Figure 1: 3 x 2,5 x 4 cm size minor omphalocele through which a segment of bowel is clearly visible.

Figure 2: During inspection of the contents of the omphalocele a Meckel's diverticulum was found.

A full-term female neonate presented post-partum with an antenatally undetected minor omphalocele after an uncomplicated pregnancy (Figure 1). No other congenital abnormalities were identified upon evaluation. Surgery of the 3 x 2,5 x 4 cm omphalocele was performed eight hours post-delivery. Opening the omphalocele sac revealed an additional abnormality, namely a Meckel's diverticulum (Figure 2). Subsequently, resection of the Meckel’s diverticulum with minimal ileal resection and end-to-end anastomosis was performed. After reduction of the bowel into the abdominal cavity, the abdominal wall was closed with formation of a neo-umbilicus (Figure 3). Further histopathological analysis of the resected tissue confirmed a Meckel's diverticulum with locally active inflammation.

Figure 3: The neo-umbilicus.

An omphalocele is a congenital midline abdominal wall defect, that results in herniation of intra-abdominal contents through the umbilical orifice covered by a lining of peritoneum and amnion, with a prevalence of 1,92 per 10 000 live births [1]. The literature distinguishes between a minor and major omphalocele (minor < 4 cm, major > 4 cm abdominal wall defect) which occur in a ratio of 1:1 [2].

A Meckel’s diverticulum is a congenital diverticulum of the ileum, caused by the incomplete regression of the omphalo-enteric duct, with a prevalence of 2 per 100 live births [3].

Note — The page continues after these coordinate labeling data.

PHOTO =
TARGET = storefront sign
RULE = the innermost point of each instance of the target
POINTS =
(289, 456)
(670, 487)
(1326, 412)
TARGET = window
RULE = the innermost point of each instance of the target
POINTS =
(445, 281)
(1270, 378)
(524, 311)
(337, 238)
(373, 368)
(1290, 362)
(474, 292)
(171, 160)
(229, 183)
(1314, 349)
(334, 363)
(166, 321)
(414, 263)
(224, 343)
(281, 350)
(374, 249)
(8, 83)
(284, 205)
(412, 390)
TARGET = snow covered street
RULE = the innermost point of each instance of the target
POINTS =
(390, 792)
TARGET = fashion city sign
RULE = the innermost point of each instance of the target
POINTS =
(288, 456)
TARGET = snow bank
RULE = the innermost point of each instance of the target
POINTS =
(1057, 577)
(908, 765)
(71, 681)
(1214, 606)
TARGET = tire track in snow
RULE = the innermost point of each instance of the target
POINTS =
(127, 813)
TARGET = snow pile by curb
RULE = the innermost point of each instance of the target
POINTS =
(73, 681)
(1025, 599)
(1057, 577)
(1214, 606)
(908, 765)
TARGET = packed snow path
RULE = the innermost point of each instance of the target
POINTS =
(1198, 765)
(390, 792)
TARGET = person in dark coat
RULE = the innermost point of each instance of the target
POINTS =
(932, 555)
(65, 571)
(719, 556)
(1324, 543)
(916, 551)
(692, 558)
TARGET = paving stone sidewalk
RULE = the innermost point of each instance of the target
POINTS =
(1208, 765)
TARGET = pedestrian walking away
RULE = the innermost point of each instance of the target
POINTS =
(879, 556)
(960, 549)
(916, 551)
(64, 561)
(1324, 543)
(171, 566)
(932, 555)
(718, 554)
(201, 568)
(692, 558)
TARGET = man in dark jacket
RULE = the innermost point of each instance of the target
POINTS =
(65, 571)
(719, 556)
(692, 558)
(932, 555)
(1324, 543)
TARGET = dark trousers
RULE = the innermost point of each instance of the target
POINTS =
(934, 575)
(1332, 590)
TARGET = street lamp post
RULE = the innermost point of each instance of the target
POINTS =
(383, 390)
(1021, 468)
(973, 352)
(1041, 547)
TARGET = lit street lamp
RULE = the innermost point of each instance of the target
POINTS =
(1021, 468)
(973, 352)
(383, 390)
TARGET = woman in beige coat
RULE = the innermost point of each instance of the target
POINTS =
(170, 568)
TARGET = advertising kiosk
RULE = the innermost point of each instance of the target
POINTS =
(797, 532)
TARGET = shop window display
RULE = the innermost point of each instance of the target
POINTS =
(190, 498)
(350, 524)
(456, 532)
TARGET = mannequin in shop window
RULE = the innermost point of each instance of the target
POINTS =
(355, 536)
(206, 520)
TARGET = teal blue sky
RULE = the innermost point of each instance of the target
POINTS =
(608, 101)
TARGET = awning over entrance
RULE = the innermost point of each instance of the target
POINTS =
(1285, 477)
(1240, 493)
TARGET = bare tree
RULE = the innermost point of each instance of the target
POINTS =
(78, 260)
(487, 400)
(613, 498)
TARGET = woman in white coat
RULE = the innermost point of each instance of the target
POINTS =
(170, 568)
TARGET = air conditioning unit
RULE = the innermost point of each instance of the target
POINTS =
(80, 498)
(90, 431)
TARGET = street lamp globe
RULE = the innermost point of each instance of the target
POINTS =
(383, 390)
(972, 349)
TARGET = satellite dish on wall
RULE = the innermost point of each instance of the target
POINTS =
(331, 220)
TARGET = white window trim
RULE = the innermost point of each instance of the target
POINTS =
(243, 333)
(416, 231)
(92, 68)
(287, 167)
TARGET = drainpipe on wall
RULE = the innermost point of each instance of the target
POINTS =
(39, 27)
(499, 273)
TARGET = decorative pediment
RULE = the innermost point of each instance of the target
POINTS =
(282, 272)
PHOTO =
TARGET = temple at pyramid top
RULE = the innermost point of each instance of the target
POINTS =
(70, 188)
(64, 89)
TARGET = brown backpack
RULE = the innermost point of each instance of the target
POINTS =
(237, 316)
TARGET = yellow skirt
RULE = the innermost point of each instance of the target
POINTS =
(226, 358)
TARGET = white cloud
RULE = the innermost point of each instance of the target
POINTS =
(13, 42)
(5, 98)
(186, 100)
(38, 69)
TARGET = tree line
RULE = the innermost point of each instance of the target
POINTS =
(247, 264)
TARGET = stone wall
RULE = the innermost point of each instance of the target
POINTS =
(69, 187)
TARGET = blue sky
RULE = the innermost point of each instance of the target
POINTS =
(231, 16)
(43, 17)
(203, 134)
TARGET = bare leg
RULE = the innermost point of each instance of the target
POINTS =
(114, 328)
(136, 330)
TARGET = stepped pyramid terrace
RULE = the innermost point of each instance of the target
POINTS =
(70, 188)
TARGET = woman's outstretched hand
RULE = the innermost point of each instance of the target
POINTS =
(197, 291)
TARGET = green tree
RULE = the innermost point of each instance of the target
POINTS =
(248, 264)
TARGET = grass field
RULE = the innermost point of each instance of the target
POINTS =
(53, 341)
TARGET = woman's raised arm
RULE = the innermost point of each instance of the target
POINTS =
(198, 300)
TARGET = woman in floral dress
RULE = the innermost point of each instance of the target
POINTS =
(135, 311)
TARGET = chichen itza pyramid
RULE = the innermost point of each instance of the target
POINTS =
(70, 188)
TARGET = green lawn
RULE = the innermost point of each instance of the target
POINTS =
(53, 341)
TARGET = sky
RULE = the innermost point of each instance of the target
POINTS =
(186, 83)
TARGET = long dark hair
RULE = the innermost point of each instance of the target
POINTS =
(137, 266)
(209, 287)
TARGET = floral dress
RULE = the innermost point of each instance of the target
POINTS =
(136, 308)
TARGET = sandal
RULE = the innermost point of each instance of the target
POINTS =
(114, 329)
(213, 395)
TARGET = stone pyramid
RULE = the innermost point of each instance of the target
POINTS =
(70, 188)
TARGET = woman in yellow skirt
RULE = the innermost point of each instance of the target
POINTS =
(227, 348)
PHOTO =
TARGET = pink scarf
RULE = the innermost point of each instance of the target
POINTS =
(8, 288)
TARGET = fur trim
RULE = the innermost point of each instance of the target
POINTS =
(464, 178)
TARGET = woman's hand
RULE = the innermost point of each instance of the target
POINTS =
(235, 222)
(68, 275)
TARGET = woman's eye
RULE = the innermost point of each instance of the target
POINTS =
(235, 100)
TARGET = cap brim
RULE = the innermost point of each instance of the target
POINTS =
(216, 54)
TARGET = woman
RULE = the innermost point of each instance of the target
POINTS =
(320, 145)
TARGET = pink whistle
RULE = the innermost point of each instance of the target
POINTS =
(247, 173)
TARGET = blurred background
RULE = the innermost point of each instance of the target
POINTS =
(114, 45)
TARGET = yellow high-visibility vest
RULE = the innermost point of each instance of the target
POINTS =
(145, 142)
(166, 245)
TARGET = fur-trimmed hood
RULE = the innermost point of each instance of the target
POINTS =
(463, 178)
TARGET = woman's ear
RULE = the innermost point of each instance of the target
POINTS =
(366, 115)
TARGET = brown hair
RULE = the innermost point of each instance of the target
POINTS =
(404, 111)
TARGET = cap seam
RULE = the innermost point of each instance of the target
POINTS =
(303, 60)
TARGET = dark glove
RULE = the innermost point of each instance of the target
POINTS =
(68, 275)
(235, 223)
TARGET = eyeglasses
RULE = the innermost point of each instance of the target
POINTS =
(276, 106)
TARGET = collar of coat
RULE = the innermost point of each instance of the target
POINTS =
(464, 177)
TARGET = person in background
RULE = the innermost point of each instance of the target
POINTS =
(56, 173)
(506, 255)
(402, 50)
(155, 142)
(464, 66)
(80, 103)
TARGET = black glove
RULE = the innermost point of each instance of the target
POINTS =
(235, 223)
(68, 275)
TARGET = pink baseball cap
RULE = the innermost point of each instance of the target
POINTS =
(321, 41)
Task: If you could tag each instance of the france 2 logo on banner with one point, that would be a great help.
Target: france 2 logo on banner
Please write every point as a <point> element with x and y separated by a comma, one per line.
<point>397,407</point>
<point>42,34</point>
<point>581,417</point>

According to the literature, the incidence of a Meckel’s diverticulum as an associated abnormality in major omphaloceles seems similar to the normal population [2,4]. The incidence rate of a Meckel’s diverticulum in a minor omphalocele,however,is remarkably high, varying from 15% up to 28% [2,4]. This underlines the importance of careful inspection of the contents of a minor omphalocele sac before reducing the bowel into the abdominal cavity.

The presence of a Meckel's diverticulum might be associated with the development of a minor omphalocele, as opposed to a major omphalocele. A patent omphalo-enteric duct could cause a small closure defect of the umbilicus, creating a minor omphalocele or herniation of the umbilical cord. This newly proposed theory could explain the aetiology as well as the high incidence rate of a Meckel's diverticulum in a minor omphalocele.